Odds are you’ve seen Drew Struzan’s work at some point. The artist and illustrator was responsible for some of the most iconic movie posters around. From Star Wars to The Shawshank Redemption, he elevated the promotional marketing format into a pop art form few have been able to match. He passed away earlier this week at the age of 78.

His career started with album art for groups like The Beach Boys and Earth, Wind & Fire, before he moved on to creating the airbrushed one-sheets for movies that would make him famous in the late ’70s. His wife revealed earlier this year that he was suffering from Alzheimer’s disease.
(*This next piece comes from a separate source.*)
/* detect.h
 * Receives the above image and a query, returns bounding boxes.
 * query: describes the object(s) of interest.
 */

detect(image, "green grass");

“Drew made event art,” Steven Spielberg said in a statement (via Variety). “His posters made many of our movies into destinations…and the memory of those movies and the age we were when we saw them always comes flashing back just by glancing at his iconic photorealistic imagery. In his own invented style, nobody drew like Drew.”

His famous designs included work for movies as disparate as The Empire Strikes Back, Goonies, The Thing, Blade Runner, and Risky Business. His style collapsed photo-realistic portraiture into dense and dramatic compositions that married the deeply personal and the fantastical.

His lasting influence on cover art of all types is immeasurable, including in video games. There are clear nods to his airbrush style and framing in the box art for the original Death Stranding, and Judas director Ken Levine said Struzan’s work was a direct inspiration for the key art for the upcoming sci-fi immersive sim.

“A giant among giants,” wrote DC’s Jim Lee in response to Struzan’s passing (via Hollywood Reporter). “His work captured the humanity, power and emotion of his subjects in ways not seen since. Thank you for bringing to life all the tentpole moments of my childhood and beyond.”

If you’ve visited a movie theater in the last decade, you can feel the shadow cast by Struzan’s absence on the lobby walls. Some of the posters are fine. Almost all of them are forgettable. Now with the rise of AI, Hollywood seems to have less of an appetite than ever for trying to treat its biggest releases with a human touch. Thanks to the streaming revolution, movies are no longer a destination, and Struzan’s art feels as much like a relic as the stuff in those crates at the end of Raiders of the Lost Ark.